Why cloud compute will be free

Today at Dell, I was presenting to our storage teams about cloud storage (aka the “storage banana”) and Dave “Data Gravity” McCrory reminded me that I had not yet posted my epiphany explaining “why cloud compute will be free.”  This realization derives from other topics that he and I have blogged but not stated so simply.

Overlooking that fact that compute is already free at Google and Amazon, you must understand that it’s a cloud eat cloud world out there where losing a customer places your cloud in jeopardy.  Speaking of Jeopardy…

Answer: Something sought by cloud hosts to make profits (and further the agenda of our AI overlords).

Question: What is lock-in?

Hopefully, it’s already obvious to you that clouds are all about data.  Cloud data takes three primary forms:

  1. Data in transformation (compute)
  2. Data in motion (network)
  3. Data at rest (storage)

These three forms combine to create cloud architecture applications (service oriented, externalized state).

The challenge is to find a compelling charge model that both:

  1. Makes it hard to leave your cloud AND
  2. Encourages customers to use your resources effectively (see #1 in Azure Top 20 post)

While compute demands are relatively elastic, storage demand is very consistent, predictable and constantly grows.  Data is easily measured and difficult to move.  In this way, data represents the perfect anchor for cloud customers (model rule #1).  A host with a growing data consumption foot print will have a long-term predictable revenue base.

However, storage consumption along does not encourage model rule #2.  Since storage is the foundation for the cloud, hosts can fairly judge resource use by measuring data egress, ingress and sidegress (attrib @mccrory 2/20/11).  This means tracking not only data in and out of the cloud, but also data transacted between the providers own cloud services.  For example, Azure changes for both data at rest ($0.15/GB/mo) and data in motion ($0.01/10K).

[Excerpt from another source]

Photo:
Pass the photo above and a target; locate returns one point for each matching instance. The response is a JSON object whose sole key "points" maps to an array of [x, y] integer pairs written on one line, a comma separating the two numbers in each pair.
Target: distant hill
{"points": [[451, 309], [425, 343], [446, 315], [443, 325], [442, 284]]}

Consequently, the financially healthiest providers are the ones with most customer data.

If hosting success is all about building a larger, persistent storage footprint then service providers will give away services that drive data at rest and/or in motion.  Giving away compute means eliminating the barrier for customers to set up web sites, develop applications, and build their business.  As these accounts grow, they will deposit data in the cloud’s data bank and ultimately deposit dollars in their piggy bank.

However, there is a no-free-lunch caveat:  free compute will not have a meaningful service level agreement (SLA).  The host will continue to charge for customers who need their applications to operate consistently.  I expect that we’ll see free compute (or “spare compute” from the cloud providers perspective) highly used for early life-cycle (development, test, proof-of-concept) and background analytic applications.

The market is starting to wake up to the idea that cloud is not about IaaS – it’s about who has the data and the networks.

Oh, dem golden spindles!  Oh, dem golden spindles!